You're reading riskVue.

THE WEBZINE FOR RISK MANAGEMENT PROFESSIONALS


Enter your e-mail address to get our free monthly e-newsletter
LEARN MORE


Search riskVue's hundreds of risk management articles
TOPICAL INDEX   ISSUE-BY-ISSUE INDEX

RISKVUE ARCHIVE | FEATURE STORIES

Comparing Apples To Apples:
A Careful Review Of Policy Language Is Necessary When Purchasing Advertising Injury Coverage

By Christopher H. Yetka
Lindquist & Vennum P.L.L.P.

What Is Advertising Injury Coverage?

Advertising injury liability insurance covers a business against third-party claims arising from the policyholder’s communications or actions when promoting or advertising its goods or services. Typically, a business obtains protection against advertising injury through its Commercial or Comprehensive General Liability (CGL) policy. Courts have generally interpreted CGL policies to provide advertising injury coverage if the following conditions exist:

(1) the existence of advertising injury as defined by the policy;

(2) advertising;

(3) the advertising injury results from advertising;

(4) none of the policy’s exclusions negate coverage.

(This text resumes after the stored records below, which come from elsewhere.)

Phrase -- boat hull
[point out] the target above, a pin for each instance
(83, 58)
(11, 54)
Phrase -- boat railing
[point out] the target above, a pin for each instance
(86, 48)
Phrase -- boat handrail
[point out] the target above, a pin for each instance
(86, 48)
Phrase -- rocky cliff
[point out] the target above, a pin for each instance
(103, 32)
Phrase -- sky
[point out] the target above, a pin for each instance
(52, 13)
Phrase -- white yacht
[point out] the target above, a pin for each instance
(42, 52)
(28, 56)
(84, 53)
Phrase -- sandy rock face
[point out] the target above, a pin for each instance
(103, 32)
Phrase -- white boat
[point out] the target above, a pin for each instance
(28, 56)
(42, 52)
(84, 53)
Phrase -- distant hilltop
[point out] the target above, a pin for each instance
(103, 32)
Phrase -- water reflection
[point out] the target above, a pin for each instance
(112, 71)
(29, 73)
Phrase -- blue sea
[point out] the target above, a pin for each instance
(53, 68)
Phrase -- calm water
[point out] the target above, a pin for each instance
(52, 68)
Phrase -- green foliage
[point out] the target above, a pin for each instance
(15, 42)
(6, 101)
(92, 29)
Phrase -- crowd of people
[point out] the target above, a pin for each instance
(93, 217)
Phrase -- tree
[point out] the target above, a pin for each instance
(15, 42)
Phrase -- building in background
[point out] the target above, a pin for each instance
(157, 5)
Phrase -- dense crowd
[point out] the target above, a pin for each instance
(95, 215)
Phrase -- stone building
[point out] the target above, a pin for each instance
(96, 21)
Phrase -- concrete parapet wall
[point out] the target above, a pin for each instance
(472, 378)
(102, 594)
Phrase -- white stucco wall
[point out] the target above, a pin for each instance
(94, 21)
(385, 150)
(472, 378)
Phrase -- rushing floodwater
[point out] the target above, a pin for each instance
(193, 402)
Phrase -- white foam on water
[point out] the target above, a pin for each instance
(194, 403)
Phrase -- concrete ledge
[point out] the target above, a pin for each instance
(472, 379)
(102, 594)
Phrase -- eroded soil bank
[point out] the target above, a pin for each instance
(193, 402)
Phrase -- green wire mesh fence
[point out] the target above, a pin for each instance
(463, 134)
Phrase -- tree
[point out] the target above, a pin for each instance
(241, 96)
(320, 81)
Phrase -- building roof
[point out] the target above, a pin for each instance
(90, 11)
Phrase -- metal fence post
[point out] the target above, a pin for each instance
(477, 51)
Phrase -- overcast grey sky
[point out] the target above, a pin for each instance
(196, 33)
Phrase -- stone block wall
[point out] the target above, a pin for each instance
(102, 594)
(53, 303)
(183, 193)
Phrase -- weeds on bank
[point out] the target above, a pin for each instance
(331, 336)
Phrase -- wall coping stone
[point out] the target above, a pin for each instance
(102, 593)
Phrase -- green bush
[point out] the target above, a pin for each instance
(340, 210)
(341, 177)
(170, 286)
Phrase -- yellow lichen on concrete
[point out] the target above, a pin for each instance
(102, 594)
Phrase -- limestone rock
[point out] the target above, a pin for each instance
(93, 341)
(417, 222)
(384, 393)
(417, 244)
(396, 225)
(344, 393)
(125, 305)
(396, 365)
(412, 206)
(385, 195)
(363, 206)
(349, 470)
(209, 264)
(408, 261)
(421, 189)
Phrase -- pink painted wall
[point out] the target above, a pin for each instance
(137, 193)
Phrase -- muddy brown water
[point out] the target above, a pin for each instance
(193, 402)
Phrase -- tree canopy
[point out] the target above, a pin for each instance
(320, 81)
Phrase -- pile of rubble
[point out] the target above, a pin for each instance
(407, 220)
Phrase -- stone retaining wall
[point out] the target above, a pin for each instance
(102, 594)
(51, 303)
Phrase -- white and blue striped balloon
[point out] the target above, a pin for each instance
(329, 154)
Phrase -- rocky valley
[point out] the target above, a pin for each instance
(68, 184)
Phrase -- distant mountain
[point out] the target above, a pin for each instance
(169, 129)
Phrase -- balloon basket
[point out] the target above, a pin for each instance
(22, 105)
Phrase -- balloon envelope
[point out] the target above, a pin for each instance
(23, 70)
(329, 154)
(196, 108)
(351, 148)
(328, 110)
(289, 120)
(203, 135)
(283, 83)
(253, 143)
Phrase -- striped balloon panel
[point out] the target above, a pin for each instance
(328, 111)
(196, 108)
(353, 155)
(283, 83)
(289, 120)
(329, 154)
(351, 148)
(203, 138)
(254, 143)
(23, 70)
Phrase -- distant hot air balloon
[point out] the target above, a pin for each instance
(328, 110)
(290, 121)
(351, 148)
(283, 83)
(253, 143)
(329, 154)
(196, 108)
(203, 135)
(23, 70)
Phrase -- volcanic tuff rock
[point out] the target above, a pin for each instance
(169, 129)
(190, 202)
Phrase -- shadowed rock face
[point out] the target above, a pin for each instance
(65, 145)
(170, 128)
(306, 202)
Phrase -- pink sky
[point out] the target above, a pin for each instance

Therefore, coverage exists under a policy if there was advertising injury as defined in the policy, resulting from advertising or advertising activity, and no exclusion applies. These elements are important to keep in mind when obtaining coverage because policy language can vary substantially.

Typical Policy Language

Most CGL policies follow the standard forms issued by the Insurance Service Organization (ISO). The language of the ISO forms has changed since the time when advertising injury coverage was provided in the 1973 Broad Form CGL Endorsement. The most recent change came in the 2001 ISO CGL Policy Form, with two other versions issued in 1986 and in 1998. It is important to note the different forms because not all insurers have kept up with the new forms. Recent versions of advertising injury policies (including those providing coverage as recently as 2003) make use of the 1998 and 1986 forms.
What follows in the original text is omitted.